Em 1974, um homem ousou afrontar o abismo. Philippe Petit atravessou o vácuo entre as Torres Gémeas do World Trade Center, a 410 metros de altura, no que foi considerado o crime artístico do século. Trapezista louco, equilibrista desvairado, génio tardiamente venerado. À semelhança de todos os génios.

Na recepção ao Setúbal, esse génio desvairado foi o F.C. Porto. Passeou repleto de classe, atingiu níveis qualitativos de excelência, atirou uma, duas, três vezes ao ferro e ameaçou desequilibrar-se. Seria uma injustiça, rude e intolerável. Mas podia ter sucedido. Ao F.C. Porto agora, como ao trapezista Philippe Petit há 37 anos.

Suster a respiração, andar na corda-bamba, ter a capacidade de gerir as ondas do medo. Não é para todos. O Porto soube-o fazer. Saiu mais forte e lúcido do que quando avançou para o arame.

Os Destaques: Belluschi é a Figura

Ao olhar para trás, os golos de João Moutinho (52 minutos), James (75) e Belluschi (87) tornam o atrevimento desmedido aparentemente uma fantasia. Não foi. Só no último quarto-de-hora houve paz e sossego no Dragão.

Importa dizer que tudo isto, até ao intervalo, se passou sem João Moutinho e Hulk. O médio entrou para ser decisivo. Abriu o marcador [primeiro golo em jogos do campeonato no F.C. Porto], empolgou a equipa, entendeu-se maravilhosamente bem com Belluschi e Steven Defour, encheu o campo.

Farto do nulo, Vitor Pereira experimentou um antídoto diferente. Abdicou do médio defensivo (Souza), ampliou horizontes, cresceu na ousadia, na confiança e - quase que o podemos prometer - o F.C. Porto chegou a correr pelo arame fora.
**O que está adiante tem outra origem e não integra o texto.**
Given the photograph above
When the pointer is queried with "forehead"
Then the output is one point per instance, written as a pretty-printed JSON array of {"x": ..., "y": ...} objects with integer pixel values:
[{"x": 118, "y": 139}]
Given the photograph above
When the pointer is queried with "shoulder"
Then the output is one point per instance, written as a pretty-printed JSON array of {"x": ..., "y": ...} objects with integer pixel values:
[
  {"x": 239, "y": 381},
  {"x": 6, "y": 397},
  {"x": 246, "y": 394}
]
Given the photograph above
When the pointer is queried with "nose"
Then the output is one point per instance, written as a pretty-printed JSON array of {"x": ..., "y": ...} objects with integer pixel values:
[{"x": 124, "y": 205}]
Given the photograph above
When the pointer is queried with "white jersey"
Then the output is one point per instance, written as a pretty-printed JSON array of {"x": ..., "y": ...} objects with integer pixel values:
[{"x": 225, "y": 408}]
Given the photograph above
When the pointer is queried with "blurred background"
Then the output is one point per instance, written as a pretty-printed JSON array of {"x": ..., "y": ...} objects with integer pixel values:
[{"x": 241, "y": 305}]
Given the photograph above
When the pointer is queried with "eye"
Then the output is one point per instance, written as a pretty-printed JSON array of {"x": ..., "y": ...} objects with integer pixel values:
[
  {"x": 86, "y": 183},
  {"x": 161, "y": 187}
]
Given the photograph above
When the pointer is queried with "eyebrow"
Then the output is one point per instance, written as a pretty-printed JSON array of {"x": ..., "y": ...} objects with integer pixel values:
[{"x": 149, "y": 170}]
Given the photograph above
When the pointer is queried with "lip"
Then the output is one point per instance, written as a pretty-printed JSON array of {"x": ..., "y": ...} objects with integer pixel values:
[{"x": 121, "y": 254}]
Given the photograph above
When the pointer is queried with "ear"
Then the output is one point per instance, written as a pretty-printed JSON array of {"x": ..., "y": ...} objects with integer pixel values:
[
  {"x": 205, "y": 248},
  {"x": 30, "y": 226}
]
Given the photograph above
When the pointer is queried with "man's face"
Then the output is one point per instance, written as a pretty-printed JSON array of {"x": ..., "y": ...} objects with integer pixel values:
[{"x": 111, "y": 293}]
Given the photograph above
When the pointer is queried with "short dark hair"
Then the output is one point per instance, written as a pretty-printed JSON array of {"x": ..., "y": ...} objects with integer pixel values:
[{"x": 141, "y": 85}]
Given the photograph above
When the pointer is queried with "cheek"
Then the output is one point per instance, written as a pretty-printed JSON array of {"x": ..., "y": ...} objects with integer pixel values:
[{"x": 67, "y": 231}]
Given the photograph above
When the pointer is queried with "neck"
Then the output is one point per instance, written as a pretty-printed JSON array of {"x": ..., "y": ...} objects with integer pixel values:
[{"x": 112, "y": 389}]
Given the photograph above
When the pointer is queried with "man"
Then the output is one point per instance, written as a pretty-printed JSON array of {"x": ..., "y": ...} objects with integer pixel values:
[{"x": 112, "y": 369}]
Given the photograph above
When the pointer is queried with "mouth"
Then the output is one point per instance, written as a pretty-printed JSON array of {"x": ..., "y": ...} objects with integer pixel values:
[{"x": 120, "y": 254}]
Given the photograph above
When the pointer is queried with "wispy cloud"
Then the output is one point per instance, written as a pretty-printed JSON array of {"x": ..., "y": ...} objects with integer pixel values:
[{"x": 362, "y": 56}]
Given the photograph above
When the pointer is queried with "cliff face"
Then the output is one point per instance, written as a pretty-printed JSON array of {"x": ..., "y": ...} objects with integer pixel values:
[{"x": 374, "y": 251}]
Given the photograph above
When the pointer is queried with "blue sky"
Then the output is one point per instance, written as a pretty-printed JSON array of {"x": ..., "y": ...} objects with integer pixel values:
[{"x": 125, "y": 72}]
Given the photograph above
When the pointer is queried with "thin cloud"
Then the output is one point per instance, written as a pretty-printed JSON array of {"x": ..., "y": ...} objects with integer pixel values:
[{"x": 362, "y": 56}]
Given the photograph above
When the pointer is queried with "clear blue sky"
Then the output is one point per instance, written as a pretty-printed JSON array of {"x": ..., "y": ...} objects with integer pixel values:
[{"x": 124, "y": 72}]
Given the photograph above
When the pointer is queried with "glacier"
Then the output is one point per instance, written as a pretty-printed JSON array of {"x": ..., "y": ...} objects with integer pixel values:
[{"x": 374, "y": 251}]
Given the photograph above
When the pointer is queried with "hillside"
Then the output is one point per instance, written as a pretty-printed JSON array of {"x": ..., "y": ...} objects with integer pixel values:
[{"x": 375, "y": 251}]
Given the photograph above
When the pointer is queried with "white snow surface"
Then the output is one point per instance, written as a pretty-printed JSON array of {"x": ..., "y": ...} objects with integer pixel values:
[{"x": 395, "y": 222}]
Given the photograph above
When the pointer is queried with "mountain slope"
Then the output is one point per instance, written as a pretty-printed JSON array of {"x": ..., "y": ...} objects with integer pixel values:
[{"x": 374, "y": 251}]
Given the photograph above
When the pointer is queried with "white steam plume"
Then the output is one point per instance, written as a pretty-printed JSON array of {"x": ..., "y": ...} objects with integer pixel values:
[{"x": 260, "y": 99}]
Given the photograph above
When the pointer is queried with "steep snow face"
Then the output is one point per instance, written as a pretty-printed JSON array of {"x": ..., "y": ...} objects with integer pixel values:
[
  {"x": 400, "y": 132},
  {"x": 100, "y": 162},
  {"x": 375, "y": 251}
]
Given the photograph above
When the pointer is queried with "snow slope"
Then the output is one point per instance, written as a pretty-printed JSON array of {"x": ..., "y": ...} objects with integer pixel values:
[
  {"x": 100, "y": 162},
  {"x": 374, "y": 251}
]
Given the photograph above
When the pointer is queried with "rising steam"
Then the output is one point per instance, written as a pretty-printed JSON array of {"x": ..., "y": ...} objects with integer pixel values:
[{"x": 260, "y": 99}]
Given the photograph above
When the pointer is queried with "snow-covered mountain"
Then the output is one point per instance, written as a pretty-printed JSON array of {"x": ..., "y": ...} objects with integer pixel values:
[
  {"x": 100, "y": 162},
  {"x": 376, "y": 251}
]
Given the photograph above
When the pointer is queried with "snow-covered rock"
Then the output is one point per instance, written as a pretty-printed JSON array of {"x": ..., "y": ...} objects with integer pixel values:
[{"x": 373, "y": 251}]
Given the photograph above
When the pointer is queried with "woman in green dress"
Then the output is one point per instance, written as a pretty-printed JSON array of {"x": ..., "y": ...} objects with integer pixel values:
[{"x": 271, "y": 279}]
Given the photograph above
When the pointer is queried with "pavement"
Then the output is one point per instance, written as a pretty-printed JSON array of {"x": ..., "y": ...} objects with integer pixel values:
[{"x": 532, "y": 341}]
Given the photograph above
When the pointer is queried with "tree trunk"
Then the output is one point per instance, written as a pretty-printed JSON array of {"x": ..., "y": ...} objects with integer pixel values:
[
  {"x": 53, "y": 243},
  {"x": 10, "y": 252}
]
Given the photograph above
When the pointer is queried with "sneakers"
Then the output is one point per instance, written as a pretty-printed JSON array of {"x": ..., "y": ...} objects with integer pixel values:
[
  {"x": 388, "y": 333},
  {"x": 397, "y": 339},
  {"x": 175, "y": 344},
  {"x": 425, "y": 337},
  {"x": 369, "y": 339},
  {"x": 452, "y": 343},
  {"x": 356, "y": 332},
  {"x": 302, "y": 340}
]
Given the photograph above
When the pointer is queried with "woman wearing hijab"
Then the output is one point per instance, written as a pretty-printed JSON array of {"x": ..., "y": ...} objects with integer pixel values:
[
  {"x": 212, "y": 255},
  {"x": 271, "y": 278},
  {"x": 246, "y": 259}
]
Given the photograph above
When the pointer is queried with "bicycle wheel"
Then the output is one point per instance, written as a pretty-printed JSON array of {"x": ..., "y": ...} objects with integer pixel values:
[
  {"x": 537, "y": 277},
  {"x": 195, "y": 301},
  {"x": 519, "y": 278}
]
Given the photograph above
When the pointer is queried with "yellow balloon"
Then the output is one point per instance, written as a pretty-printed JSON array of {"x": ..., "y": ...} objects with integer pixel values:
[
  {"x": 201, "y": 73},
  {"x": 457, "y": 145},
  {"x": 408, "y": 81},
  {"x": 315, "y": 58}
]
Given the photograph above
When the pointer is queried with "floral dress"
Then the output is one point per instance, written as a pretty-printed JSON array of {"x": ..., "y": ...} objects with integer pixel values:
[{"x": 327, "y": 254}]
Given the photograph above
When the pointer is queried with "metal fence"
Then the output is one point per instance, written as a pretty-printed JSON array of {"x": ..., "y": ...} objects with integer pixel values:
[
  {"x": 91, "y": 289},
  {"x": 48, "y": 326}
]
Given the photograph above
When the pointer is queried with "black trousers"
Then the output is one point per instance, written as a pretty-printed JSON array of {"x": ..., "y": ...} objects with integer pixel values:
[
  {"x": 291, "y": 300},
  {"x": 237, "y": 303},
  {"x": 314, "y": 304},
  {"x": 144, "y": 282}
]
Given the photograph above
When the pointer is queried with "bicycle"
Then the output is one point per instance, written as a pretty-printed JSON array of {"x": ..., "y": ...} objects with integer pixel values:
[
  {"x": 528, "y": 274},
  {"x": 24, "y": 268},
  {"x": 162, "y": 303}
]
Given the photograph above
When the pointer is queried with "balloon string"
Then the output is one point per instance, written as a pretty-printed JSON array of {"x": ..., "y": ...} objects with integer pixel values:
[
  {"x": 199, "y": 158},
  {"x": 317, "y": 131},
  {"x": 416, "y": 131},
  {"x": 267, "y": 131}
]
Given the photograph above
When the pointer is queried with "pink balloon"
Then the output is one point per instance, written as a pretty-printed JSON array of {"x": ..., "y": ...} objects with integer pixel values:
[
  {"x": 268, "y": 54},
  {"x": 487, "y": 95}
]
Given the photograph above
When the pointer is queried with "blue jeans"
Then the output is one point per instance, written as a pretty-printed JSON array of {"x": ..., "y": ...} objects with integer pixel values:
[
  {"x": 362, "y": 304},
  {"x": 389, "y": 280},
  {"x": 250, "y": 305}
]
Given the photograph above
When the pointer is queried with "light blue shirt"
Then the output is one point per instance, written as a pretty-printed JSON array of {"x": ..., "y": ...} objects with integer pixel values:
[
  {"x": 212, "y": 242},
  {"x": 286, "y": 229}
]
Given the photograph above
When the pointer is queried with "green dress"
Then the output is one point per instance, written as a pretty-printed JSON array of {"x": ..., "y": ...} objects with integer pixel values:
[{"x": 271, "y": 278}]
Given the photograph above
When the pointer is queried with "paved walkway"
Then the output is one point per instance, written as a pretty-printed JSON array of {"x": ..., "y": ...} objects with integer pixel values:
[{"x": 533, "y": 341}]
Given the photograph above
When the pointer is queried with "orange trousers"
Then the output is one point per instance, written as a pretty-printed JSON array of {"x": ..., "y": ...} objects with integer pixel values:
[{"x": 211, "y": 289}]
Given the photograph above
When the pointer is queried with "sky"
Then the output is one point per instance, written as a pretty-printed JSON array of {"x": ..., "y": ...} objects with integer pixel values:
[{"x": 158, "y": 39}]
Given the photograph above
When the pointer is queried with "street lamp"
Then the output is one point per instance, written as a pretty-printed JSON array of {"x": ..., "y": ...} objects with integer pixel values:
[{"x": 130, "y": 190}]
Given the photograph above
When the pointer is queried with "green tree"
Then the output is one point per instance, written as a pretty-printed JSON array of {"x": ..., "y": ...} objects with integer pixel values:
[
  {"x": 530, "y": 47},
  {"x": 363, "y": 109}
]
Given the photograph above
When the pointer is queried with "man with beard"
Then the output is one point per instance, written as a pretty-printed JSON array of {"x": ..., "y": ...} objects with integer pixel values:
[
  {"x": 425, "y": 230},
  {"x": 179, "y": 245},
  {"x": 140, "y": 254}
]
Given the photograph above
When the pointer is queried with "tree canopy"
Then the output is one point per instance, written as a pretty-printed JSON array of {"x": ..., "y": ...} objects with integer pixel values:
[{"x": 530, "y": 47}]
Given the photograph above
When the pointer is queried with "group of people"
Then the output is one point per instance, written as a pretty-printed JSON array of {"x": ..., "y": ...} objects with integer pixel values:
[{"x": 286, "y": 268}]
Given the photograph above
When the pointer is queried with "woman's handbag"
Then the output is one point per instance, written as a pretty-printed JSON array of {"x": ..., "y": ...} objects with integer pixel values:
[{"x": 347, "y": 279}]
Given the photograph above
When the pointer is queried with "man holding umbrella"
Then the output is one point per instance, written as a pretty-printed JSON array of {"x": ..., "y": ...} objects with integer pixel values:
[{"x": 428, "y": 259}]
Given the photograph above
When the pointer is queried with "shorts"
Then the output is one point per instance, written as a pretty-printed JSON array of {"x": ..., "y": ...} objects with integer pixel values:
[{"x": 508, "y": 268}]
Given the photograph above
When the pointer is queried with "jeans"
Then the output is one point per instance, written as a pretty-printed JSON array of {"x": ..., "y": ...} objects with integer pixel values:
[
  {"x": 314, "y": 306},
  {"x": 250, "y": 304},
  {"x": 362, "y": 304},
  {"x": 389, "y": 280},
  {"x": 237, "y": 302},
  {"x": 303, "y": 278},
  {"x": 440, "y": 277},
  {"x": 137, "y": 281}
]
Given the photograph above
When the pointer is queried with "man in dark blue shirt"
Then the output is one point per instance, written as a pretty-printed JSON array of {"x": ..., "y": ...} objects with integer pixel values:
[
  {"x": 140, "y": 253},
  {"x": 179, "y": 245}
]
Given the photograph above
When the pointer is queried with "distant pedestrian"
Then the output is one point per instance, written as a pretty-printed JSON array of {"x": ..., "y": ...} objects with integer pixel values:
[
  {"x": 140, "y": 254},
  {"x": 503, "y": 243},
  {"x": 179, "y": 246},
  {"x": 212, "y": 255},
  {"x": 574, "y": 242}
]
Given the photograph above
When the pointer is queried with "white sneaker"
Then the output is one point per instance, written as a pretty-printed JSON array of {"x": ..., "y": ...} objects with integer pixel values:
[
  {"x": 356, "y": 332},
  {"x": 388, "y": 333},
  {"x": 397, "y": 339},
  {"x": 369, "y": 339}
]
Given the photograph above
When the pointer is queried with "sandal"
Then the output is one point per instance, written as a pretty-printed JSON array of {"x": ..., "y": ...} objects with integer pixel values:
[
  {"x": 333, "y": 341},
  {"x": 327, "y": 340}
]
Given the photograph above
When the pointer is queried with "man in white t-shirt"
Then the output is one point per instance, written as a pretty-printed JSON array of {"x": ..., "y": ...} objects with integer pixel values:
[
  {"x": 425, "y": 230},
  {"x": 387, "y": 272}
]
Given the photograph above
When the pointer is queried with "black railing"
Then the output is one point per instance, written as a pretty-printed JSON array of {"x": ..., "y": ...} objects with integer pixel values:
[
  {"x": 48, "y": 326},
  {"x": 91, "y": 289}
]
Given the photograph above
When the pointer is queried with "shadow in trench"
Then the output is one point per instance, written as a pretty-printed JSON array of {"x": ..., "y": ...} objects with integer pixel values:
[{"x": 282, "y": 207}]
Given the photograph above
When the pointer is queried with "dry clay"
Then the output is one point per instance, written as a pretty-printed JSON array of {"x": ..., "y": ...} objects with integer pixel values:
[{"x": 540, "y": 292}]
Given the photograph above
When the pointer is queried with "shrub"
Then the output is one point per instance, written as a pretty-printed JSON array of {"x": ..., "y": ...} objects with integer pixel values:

Vantagem alcançada, o grunhido passa a grito, o desabafo sustido demasiado tempo. Depois, o futebol de primeiro toque, movimentação vertical, entendimento telepático e fausto exuberante arrasou a ambição sadina.

FICHA DE JOGO E NOTAS



O Vitória, de resto, acreditou em demasia na raiva efervescente de Cláudio Pitbull. Manteve-se junto e deu fôlego à trela do avançado. Pouco, muito pouco, apesar dos bons primeiros 25 minutos.

Steven Defour foi gigantesco, Fernando Belluschi imponente, James Rodríguez um bandido incontrolável. Só Kléber e Cristián Rodríguez estiveram ligeiramente abaixo dos colegas. Hulk, 22 minutos em campo, chegou para dar a mão e içar a equipa do limbo. Valeu a pena.



Há quem busque o prazer e tema a consequência do excesso. Como se ao dobrar a esquina, o clímax se torne um pecado mortal. O F.C. Porto teve o mérito de manter o espírito sólido, a alma lubrificada e divertiu-se até mais não. Divertiu-se e divertiu.

Tudo isto sem cair do arame. Francamente bom.